Q: How important is homework for your child? Is it just a burden, or is it a helpful learning tool?

A: She does not do homework at home. She usually refuses and we do feel a lot of empathy because she is so worn out after a long day of school.


Q: How old was your child when you first knew he/she had special needs?

A: At birth, unfortunately. It was a very traumatic period in all our lives for many reasons.


Q: What is one piece of advice you have for someone with a newly diagnosed child?

A: Don’t research too much! Let your child take his/her own path, without over-anxious parents hovering. No matter what, you need to try and enjoy every single day you have together. Worry inhibits joy, and it doesn’t change one single thing.


Q: What is one meal that everyone in your family likes to eat?

A: N/A- She is tube-fed, so unfortunately she doesn’t get to enjoy a family meal like other children. She does love small tastes of snacks and especially birthday cake, though!

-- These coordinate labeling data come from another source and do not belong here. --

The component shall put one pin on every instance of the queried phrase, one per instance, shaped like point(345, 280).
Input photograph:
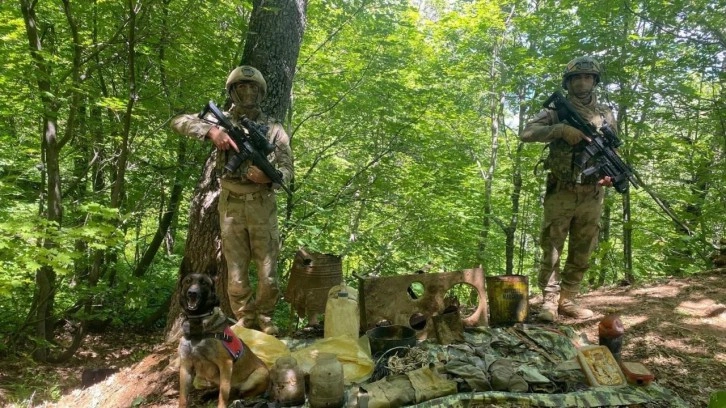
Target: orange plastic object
point(637, 373)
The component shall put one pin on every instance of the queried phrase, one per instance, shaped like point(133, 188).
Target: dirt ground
point(676, 328)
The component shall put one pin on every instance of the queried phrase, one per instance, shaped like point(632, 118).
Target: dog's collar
point(214, 326)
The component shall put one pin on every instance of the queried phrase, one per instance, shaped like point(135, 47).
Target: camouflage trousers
point(249, 232)
point(574, 211)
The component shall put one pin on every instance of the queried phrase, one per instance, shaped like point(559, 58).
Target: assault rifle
point(252, 145)
point(601, 147)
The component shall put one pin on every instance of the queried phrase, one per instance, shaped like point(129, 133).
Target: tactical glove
point(569, 134)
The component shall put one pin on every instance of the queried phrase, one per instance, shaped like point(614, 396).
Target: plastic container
point(342, 316)
point(600, 367)
point(327, 387)
point(288, 382)
point(508, 297)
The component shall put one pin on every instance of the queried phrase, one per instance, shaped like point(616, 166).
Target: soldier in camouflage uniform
point(572, 203)
point(247, 206)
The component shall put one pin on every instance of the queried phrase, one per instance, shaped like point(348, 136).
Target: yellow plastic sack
point(267, 348)
point(357, 365)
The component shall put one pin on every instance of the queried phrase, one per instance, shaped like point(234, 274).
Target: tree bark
point(272, 46)
point(45, 276)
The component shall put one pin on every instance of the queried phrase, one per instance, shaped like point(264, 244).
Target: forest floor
point(676, 328)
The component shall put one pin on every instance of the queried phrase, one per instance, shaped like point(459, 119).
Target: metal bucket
point(311, 276)
point(508, 297)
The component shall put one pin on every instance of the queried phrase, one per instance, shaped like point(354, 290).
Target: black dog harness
point(213, 325)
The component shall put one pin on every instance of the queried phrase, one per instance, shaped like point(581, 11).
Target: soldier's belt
point(565, 185)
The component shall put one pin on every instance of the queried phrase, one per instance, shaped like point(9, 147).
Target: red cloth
point(234, 345)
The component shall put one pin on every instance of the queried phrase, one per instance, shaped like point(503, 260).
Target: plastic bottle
point(288, 382)
point(327, 387)
point(610, 333)
point(342, 316)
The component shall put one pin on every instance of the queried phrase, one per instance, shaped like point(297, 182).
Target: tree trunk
point(45, 275)
point(272, 46)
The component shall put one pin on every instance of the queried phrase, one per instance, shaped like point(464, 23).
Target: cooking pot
point(385, 338)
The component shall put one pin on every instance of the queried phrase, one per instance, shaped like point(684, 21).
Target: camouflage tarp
point(652, 395)
point(544, 356)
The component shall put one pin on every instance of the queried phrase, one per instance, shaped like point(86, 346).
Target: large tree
point(272, 45)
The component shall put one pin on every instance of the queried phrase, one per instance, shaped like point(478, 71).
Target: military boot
point(568, 307)
point(548, 313)
point(266, 325)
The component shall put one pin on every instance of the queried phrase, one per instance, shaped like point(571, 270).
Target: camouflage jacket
point(561, 158)
point(190, 125)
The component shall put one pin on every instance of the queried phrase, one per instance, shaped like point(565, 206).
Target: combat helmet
point(581, 65)
point(247, 73)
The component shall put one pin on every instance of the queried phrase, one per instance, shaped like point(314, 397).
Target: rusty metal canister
point(288, 382)
point(508, 297)
point(610, 332)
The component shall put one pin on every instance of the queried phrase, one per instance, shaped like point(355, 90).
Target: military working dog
point(210, 350)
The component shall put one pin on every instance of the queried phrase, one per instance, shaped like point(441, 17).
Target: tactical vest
point(561, 158)
point(223, 156)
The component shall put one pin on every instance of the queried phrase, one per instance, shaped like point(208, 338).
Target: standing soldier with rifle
point(247, 205)
point(573, 200)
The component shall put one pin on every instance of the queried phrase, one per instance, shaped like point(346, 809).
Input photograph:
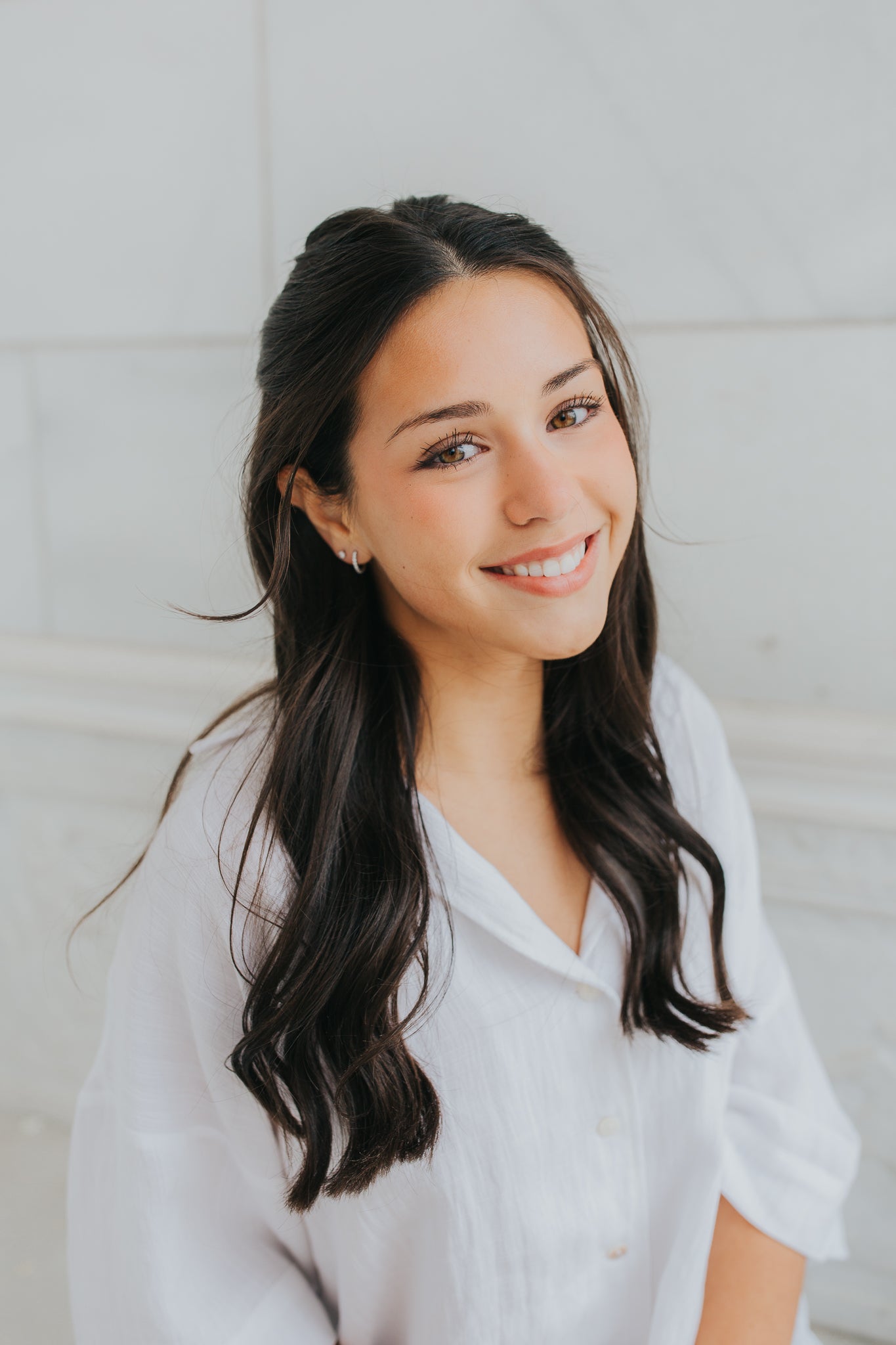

Q: What advice do you have for interacting with children with special needs?

A: Don’t just see the disability, see the child. A simple “Hello, how are you?” goes a long long way. Lead by example- you never know who else can learn from your interactions. Even if he/she cannot respond, you should assume the child understands everything you are saying. Assume intelligence, always!


Q: What activities do you recommend to other parents to foster self-care?

A: Date nights whenever possible- even if just for a few hours. Caregiver fatigue is difficult on each parent, and their relationship, too. I personally enjoy soaking in a whirlpool bubble bath, and occasional massages. Find some trusted non-family respite providers or centers, and try to take a minimum one long weekend away once a year. Don’t be afraid to ask for help- it takes and especially large village to raise a child with special needs.


Q: Are there any support groups that you recommend for parents or children?

A: For children with cerebral palsy- I run a Facebook page called, ” The Beautiful Faces of HIE/CP.” It is only for parents( not teachers or medical caregivers), but it is a fantastic resource. Please don’t allow yourself to feel completely alone, because there are always others feeling the exact same way.


Q: What are your favorite family activities?

A: Swiming, vacationing, boat rides, playing corn hole games, Uno and Yahtzee games,  watching hockey and football together, time outdoors enjoying our fire pit, and celebrating holidays and birthday parties.


     This happy-go-lucky and sassy girl can light up a room with her smile! She loves music and has benefitted from music therapy through the years. When she was born, her parents looked for a house suitable for her needs. They found a beautiful spacious house with wide halls and doorways.

     When she was first born and in NICU, the doctors had very grim predictions, but she has proven them wrong. She is strong, she is smart and she is resilient. I am delighted she has parents who have thought of her every need and provided opportunities for continued success. Her classmates at school love her dearly, and she is a joy to all who have the privilege to meet her. Her mom said it best when she said, ” They are just children; don’t see the disabilities but assume intelligence always.”